Global Convergence of an Extended Descent Algorithm without Line Search for Unconstrained Optimization

doi:10.4236/jamp.2018.61013

Journal of Applied Mathematics and Physics
Vol.06 No.01(2018), Article ID:81762,8 pages
10.4236/jamp.2018.61013

Cuiling Chen^*, Liling Luo, Caihong Han, Yu Chen

●How to Cite this Article

College of Mathematics and Statistics, Guangxi Normal University, Guilin, China

This work is licensed under the Creative Commons Attribution International License (CC BY 4.0).
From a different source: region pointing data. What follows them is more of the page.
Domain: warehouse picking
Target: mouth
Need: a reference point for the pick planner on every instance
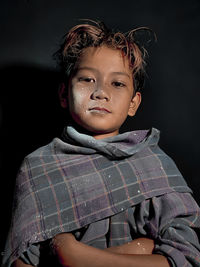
(100, 110)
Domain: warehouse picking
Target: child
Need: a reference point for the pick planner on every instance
(97, 197)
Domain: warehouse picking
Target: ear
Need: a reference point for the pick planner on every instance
(135, 103)
(62, 92)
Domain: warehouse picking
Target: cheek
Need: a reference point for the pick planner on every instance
(79, 98)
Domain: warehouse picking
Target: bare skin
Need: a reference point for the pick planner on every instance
(100, 97)
(135, 253)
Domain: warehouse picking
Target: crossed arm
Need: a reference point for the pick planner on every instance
(72, 253)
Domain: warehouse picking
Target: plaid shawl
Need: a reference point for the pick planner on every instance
(78, 180)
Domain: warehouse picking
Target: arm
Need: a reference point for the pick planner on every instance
(76, 254)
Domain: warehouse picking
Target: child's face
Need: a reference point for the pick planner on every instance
(100, 94)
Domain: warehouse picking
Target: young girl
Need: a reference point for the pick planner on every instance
(96, 197)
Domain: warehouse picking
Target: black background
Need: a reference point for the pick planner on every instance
(30, 116)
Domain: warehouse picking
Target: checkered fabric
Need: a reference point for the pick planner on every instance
(77, 181)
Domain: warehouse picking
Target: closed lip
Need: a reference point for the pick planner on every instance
(100, 109)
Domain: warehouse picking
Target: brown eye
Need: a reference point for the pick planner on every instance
(118, 84)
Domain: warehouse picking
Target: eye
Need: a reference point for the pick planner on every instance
(86, 79)
(118, 84)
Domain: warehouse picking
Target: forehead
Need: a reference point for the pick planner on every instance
(105, 57)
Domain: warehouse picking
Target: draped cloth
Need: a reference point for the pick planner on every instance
(78, 180)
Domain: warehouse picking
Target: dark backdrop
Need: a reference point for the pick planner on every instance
(30, 31)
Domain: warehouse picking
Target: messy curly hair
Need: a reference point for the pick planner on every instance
(96, 34)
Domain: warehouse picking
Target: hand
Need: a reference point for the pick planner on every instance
(64, 246)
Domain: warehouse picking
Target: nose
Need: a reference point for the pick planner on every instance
(100, 93)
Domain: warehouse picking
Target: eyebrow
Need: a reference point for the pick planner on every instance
(94, 69)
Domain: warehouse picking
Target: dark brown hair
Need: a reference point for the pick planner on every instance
(96, 34)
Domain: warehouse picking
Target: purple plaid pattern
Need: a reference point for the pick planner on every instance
(65, 186)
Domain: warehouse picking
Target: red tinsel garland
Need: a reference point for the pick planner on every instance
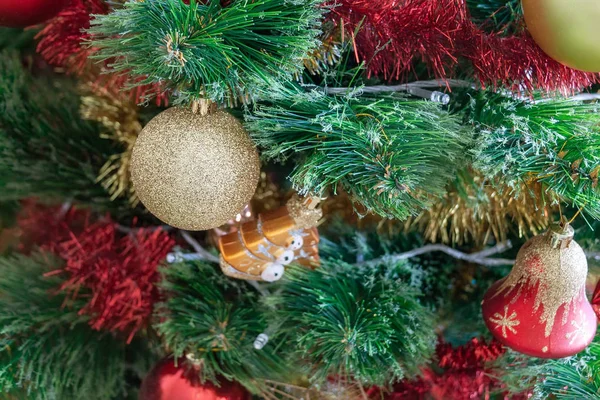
(62, 44)
(391, 34)
(462, 373)
(118, 270)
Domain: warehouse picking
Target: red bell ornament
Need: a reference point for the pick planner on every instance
(22, 13)
(540, 308)
(168, 381)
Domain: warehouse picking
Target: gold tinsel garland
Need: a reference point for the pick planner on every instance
(475, 210)
(118, 113)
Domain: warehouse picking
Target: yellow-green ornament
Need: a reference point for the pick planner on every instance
(567, 30)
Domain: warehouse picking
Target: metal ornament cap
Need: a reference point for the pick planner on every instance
(540, 308)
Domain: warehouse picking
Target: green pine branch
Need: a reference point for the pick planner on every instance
(356, 322)
(570, 378)
(391, 154)
(216, 320)
(553, 142)
(46, 149)
(208, 50)
(47, 350)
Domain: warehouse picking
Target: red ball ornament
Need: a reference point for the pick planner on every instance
(168, 381)
(540, 308)
(22, 13)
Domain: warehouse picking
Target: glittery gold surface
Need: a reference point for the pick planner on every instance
(248, 251)
(559, 273)
(119, 115)
(479, 210)
(194, 172)
(304, 212)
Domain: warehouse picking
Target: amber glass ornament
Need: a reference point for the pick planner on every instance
(540, 308)
(567, 31)
(260, 249)
(194, 171)
(168, 381)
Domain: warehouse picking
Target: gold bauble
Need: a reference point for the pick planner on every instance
(567, 30)
(194, 172)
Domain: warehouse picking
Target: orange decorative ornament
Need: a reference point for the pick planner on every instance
(260, 249)
(567, 31)
(540, 308)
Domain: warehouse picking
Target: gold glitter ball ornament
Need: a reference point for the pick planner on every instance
(194, 172)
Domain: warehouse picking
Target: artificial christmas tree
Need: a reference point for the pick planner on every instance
(437, 137)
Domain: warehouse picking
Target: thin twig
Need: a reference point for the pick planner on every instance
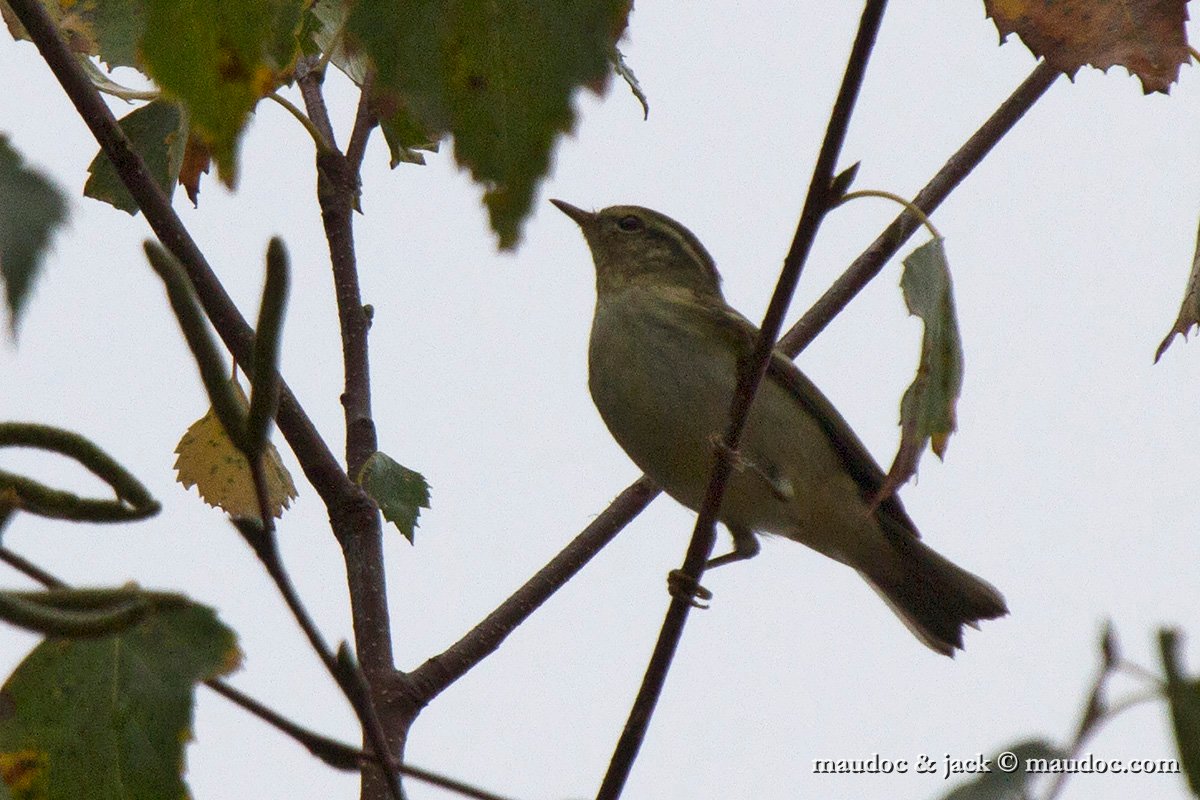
(816, 204)
(265, 546)
(441, 671)
(337, 187)
(331, 752)
(957, 168)
(1096, 714)
(449, 666)
(318, 463)
(310, 82)
(31, 570)
(318, 138)
(365, 121)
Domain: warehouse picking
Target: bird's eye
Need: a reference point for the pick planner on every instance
(630, 223)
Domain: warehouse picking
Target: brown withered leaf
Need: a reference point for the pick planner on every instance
(196, 163)
(1146, 37)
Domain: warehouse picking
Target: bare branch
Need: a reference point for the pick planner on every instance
(816, 204)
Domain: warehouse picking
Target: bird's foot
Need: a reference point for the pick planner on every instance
(684, 587)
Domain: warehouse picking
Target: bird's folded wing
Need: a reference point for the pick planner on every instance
(855, 456)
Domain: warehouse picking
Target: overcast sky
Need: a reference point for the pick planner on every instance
(1071, 483)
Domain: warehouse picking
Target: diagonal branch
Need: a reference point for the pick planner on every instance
(318, 463)
(435, 674)
(816, 204)
(957, 168)
(483, 641)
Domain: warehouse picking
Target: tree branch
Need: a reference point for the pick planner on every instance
(365, 121)
(816, 204)
(360, 535)
(957, 168)
(441, 671)
(449, 666)
(317, 462)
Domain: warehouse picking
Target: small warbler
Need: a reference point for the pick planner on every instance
(663, 365)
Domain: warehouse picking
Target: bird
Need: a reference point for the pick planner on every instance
(664, 356)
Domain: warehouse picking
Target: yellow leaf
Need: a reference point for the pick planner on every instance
(210, 462)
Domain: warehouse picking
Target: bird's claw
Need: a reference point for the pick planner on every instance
(684, 587)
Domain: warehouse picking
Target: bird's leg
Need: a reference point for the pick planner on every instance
(684, 587)
(745, 546)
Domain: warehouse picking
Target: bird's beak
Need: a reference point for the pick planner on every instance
(582, 218)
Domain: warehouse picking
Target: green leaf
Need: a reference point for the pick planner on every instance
(219, 58)
(406, 138)
(627, 74)
(325, 25)
(1007, 777)
(498, 77)
(109, 29)
(1183, 695)
(108, 717)
(400, 492)
(31, 211)
(159, 133)
(1189, 310)
(927, 410)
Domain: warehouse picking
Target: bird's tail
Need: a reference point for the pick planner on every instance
(934, 596)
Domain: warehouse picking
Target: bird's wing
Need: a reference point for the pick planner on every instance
(856, 458)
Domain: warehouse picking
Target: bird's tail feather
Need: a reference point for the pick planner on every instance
(934, 596)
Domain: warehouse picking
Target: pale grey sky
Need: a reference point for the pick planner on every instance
(1071, 483)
http://creativecommons.org/licenses/by/4.0/

Received: December 16, 2017; Accepted: January 13, 2018; Published: January 16, 2018

ABSTRACT

In this paper, we extend a descent algorithm without line search for solving unconstrained optimization problems. Under mild conditions, its global convergence is established. Further, we generalize the search direction to more general form, and also obtain the global convergence of corresponding algorithm. The numerical results illustrate that the new algorithm is effective.

Keywords:

Unconstrained Optimization, Descent Method, Line Search, Global Convergence

1. Introduction

Consider an unconstrained optimization problem (UP)

$\underset{x \in ℜ^{n}}{m i n} f (x),$ (1)
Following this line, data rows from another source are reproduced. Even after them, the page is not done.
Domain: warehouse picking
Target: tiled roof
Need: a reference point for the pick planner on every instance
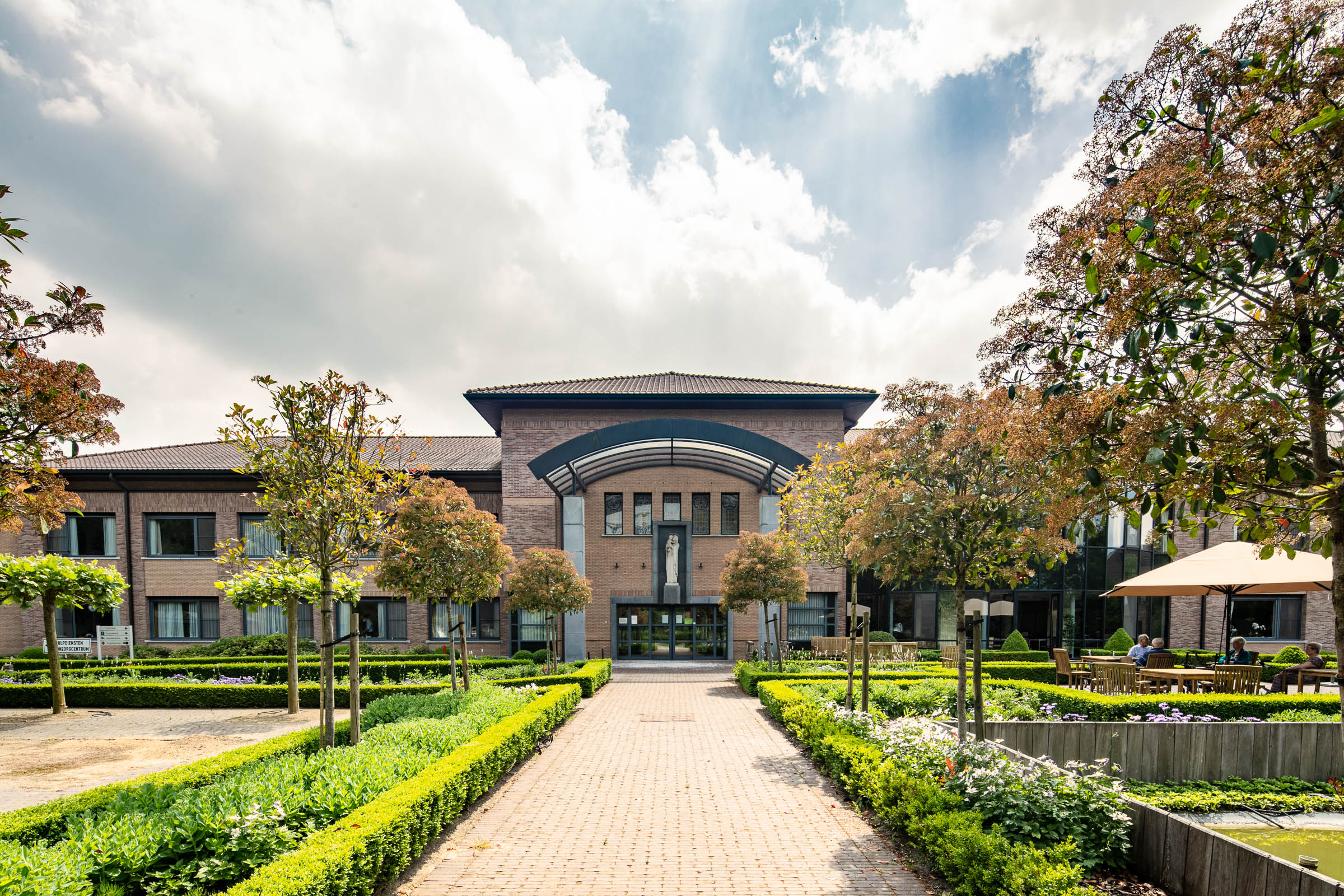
(671, 383)
(449, 453)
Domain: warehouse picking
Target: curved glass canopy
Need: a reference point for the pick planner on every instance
(570, 468)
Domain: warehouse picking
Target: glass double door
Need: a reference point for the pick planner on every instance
(671, 632)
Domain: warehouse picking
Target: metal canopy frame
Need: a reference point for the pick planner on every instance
(570, 468)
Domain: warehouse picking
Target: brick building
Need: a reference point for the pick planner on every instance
(610, 469)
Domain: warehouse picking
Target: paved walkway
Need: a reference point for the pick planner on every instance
(669, 781)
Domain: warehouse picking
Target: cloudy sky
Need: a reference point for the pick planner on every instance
(435, 195)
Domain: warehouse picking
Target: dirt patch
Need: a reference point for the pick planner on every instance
(77, 763)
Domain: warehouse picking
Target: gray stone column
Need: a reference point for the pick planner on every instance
(576, 624)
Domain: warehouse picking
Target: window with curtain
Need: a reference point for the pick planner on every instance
(643, 514)
(185, 618)
(483, 621)
(701, 514)
(729, 514)
(814, 618)
(92, 535)
(259, 540)
(613, 508)
(180, 535)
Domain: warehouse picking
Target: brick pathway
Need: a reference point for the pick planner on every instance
(669, 781)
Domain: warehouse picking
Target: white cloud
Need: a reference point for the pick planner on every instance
(391, 193)
(1073, 48)
(76, 110)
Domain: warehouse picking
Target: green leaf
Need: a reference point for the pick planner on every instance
(1264, 245)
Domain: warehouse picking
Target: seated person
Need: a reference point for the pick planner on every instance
(1289, 676)
(1237, 654)
(1140, 651)
(1159, 647)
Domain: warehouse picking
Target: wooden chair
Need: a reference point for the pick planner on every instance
(1072, 673)
(1120, 679)
(1234, 679)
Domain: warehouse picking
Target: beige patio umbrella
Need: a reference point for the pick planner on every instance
(1233, 568)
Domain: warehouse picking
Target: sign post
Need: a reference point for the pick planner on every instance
(116, 637)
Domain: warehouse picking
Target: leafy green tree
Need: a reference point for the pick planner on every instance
(763, 570)
(952, 489)
(284, 582)
(442, 548)
(1186, 318)
(815, 510)
(53, 581)
(545, 581)
(327, 466)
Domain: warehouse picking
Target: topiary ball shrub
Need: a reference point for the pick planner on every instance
(1291, 655)
(1120, 641)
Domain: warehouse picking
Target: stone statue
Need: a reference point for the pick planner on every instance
(673, 550)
where $f : ℜ^{n} \to ℜ$ is a continuously differentiable function. In general, the iterative algorithms for solving (UP) usually take the form:

$x_{k + 1} = x_{k} + α_{k} d_{k},$ (2)

where $x_{k}, α_{k}$ and $d_{k}$ are current iterative point, a positive step length and a search direction, respectively. For simplicity, we denote $\nabla f (x_{k})$ by $g_{k}$ and $f (x_{k})$ by $f_{k}$ .

The main task in the iterative formula (2) is to choose search direction $d_{k}$ and determine step length $α_{k}$ along the direction. There are many classic methods to choose search direction $d_{k}$ , such as the steepest descent methods, Newton-type methods, Variable metric methods (see [1] ), and conjugate gradient methods

$d_{k} = {\begin{array}{l} - g_{k} & if k = 1, \\ - g_{k} + β_{k} d_{k - 1} & if k \geq 2, \end{array}$ (3)
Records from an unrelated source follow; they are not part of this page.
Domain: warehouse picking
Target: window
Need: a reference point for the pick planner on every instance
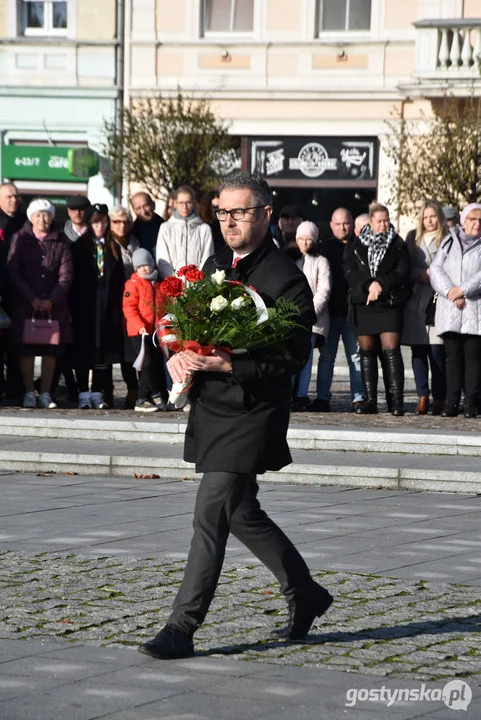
(228, 16)
(44, 17)
(344, 15)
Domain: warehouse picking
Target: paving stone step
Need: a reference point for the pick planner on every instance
(310, 467)
(164, 429)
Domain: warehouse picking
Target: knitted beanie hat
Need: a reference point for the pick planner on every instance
(40, 205)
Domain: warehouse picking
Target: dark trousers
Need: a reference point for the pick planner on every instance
(227, 502)
(102, 378)
(152, 382)
(423, 357)
(463, 368)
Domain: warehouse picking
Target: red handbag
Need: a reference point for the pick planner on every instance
(41, 331)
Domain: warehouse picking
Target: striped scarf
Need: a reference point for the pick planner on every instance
(377, 245)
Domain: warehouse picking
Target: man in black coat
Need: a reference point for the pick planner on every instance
(237, 428)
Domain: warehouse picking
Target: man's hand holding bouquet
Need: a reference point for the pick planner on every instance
(210, 318)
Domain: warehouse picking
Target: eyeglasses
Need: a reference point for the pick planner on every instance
(235, 213)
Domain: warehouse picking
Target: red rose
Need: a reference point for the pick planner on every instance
(181, 272)
(194, 275)
(172, 286)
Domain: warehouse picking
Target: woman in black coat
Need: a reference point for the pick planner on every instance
(377, 268)
(96, 309)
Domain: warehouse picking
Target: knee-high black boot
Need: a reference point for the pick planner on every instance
(369, 374)
(395, 374)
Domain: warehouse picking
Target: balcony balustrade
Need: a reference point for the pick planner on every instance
(448, 49)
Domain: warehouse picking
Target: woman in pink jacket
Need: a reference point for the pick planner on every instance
(316, 269)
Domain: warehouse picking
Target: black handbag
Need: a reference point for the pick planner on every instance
(431, 310)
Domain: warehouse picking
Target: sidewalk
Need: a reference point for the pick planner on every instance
(123, 444)
(90, 566)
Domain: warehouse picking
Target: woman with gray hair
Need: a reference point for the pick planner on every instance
(41, 272)
(455, 275)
where $β_{k}$ is a parameter (see [2] [3] [4] ). For step length $α_{k}$ , it is usually determined by line search procedure, such as exact line search, Wolfe line search, Armijo line search, and so on. However, these line search procedures may involve extensive computation of objective functions and its gradients, which often becomes a significant burden for large-scale problems. Evidently, it is a good idea that line search procedure is avoided in algorithm design in order to reduce the evaluations of objective functions and gradients.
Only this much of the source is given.